Without prejudging any later, more considered and serious responses they may make, we declare our disagreement with the American comrades, who have constituted a tendency on completely futile bases. At the present moment the infantile futility of pseudocritiques is a bluff as unacceptable as the noble generality of pseudocontentment; both are evasions of real criticism. Other comrades have for months never undertaken to respond in any manner whatsoever to the mass of clearly urgent questions pointed to by facts themselves and by the first, and increasingly specific, written critiques that we have been formulating for months. The very terrain of the scandal and of its denunciation have expanded together and any silence makes one directly complicitous in all the deficiencies. Let no one believe in our naïveté, as if we were putting forward here some new exhortation aimed at arousing the members against some incomprehensible and paralyzing fatality — an exhortation that would meet with the same absence of response as all the preceding ones! We are quite aware that some of you have not wanted to respond.

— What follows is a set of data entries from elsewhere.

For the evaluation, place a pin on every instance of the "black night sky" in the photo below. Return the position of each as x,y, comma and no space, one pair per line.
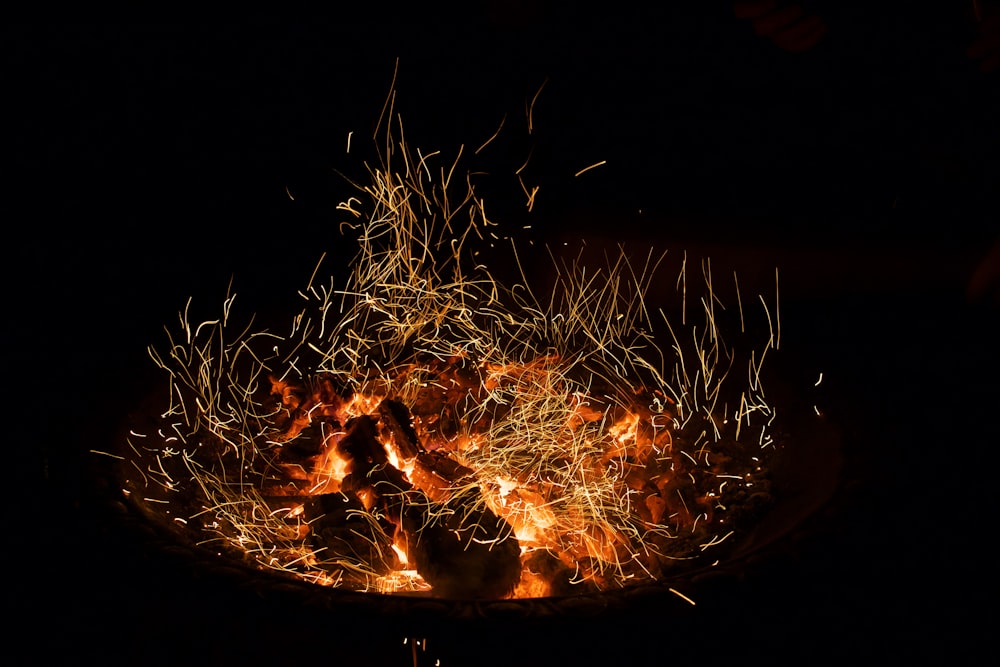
150,163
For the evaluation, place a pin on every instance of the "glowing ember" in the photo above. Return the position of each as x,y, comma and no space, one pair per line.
425,428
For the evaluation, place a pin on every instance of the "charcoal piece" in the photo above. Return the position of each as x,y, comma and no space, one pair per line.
437,475
398,421
360,446
471,553
340,531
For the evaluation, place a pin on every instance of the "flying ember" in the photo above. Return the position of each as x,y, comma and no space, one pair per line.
426,428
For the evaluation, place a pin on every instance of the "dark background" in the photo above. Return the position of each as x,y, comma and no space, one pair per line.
150,163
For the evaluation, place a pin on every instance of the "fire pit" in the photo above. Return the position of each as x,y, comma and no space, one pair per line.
427,430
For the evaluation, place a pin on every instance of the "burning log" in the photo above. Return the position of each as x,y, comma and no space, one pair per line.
460,547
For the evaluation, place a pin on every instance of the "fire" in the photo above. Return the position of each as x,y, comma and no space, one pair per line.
426,429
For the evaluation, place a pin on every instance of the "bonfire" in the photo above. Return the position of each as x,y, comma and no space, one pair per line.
426,428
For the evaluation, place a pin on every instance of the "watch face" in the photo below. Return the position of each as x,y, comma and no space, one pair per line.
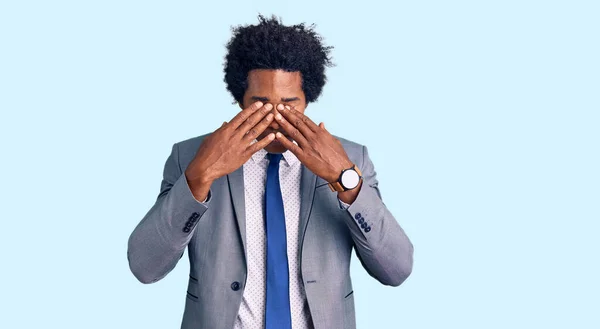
350,179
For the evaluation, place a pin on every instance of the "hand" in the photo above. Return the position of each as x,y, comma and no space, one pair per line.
228,148
317,149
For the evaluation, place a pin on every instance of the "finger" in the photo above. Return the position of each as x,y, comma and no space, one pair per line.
290,130
261,144
288,144
245,114
300,121
254,119
258,129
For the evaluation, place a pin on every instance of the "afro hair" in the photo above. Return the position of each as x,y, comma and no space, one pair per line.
272,45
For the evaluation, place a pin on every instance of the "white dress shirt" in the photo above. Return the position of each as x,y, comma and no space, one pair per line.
251,314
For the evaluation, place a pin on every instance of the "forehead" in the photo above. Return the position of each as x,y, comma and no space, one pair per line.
274,82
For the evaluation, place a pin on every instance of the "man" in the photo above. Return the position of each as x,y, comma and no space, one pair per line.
270,204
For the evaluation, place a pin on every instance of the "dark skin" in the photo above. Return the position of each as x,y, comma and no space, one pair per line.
272,113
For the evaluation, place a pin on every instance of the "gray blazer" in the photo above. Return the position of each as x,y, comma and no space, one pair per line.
215,235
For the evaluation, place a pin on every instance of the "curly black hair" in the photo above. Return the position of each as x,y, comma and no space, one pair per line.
272,45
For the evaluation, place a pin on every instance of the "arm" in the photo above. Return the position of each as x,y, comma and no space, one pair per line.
159,240
384,251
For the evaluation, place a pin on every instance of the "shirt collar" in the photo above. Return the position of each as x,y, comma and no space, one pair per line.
288,156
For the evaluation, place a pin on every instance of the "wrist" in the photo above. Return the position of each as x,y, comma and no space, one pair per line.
350,196
199,186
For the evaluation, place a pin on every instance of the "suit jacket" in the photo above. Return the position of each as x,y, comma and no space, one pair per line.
215,236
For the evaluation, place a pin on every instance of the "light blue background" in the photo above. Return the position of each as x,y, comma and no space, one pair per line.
481,118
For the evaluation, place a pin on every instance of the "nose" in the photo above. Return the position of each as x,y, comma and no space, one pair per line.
274,125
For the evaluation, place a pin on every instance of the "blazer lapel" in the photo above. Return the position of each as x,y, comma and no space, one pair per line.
308,181
236,190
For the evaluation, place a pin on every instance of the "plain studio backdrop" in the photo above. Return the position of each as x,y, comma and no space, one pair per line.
481,117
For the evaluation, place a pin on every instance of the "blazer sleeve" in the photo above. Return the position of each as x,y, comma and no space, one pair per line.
159,240
382,247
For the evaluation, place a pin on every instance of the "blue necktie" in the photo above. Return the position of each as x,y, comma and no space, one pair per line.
277,312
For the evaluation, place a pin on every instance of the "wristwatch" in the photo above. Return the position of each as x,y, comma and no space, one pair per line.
348,180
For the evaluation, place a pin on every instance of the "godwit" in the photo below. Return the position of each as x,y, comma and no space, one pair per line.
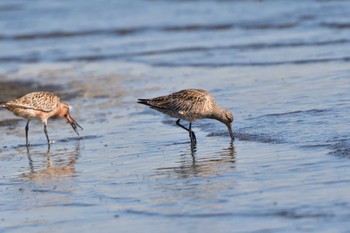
191,105
40,106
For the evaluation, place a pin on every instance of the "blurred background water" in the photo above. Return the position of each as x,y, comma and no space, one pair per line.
281,67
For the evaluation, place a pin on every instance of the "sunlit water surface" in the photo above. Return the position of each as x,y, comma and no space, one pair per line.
283,72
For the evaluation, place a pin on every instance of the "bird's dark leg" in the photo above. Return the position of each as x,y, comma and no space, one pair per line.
27,129
191,133
47,136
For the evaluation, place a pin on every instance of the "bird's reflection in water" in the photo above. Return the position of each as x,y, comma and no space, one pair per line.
61,162
205,165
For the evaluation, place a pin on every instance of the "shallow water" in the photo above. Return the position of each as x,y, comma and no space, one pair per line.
283,71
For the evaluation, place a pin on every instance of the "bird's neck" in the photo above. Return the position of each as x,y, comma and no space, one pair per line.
218,114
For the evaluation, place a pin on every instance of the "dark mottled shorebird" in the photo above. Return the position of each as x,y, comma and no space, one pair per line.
191,105
40,106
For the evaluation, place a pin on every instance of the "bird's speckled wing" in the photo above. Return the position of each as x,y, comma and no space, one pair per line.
190,104
42,101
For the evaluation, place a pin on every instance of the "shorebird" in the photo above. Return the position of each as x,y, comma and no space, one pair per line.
40,106
191,105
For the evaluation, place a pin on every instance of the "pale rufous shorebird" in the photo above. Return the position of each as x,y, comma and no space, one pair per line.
191,105
40,106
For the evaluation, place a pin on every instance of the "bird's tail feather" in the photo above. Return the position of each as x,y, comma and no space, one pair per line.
143,101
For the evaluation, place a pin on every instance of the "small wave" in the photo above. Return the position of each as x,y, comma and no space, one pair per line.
299,112
341,149
132,30
336,25
238,64
289,214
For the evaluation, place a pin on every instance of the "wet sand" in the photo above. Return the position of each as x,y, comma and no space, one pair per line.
133,169
283,70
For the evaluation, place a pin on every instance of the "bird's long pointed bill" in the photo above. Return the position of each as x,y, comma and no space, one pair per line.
73,123
229,127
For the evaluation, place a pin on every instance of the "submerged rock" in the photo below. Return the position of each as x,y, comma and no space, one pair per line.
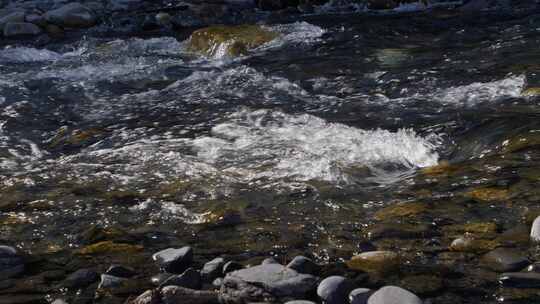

This shameful silence is going to stop immediately because we demand, in the name of the rights and duties given us by the SI’s past and present, that each member accept his responsibilities right now.

At this stage there is obviously no need to reiterate the central questions regarding which we await responses. Everyone is aware of them and they have already been put in writing. Let us simply say that we will naturally accept no response that is in contradiction with the actual practice of the person who formulates it.

If certain members have hidden goals different from ours, we want those goals to be brought out into the open and to be expressed, as they should be naturally, in distinct actions carried out under distinct responsibilities. And if anyone doesn’t have any real goals, as strange as it seems to us that anyone would want to conserve the miserable status quo ante, let us only say that we will not contribute to covering for some glorified pseudocommunity of “retired thinkers” or unemployed revolutionaries.

Our tendency is addressing this declaration to all present members of the SI without distinction or exception. We want it to be clearly understood that we are not seeking the exclusion of anyone (and much less will we be satisfied with the exclusion of some scapegoat). But since we consider it very unlikely that a genuine accord can be arrived at so belatedly among everyone, we are prepared for any split, the dividing lines of which will be determined by the forthcoming discussion. In that eventuality we will for our part do everything possible to make such a split take place under the most proper conditions, particularly by maintaining an absolute respect for truth in any future polemics, just as all of us have together maintained this truthfulness in all the circumstances in which the SI has acted until now.

Considering that the crisis has attained a level of extreme gravity, we henceforth reserve the right — in accordance with Article 8 of the statutes voted at Venice — to make our positions known outside the SI.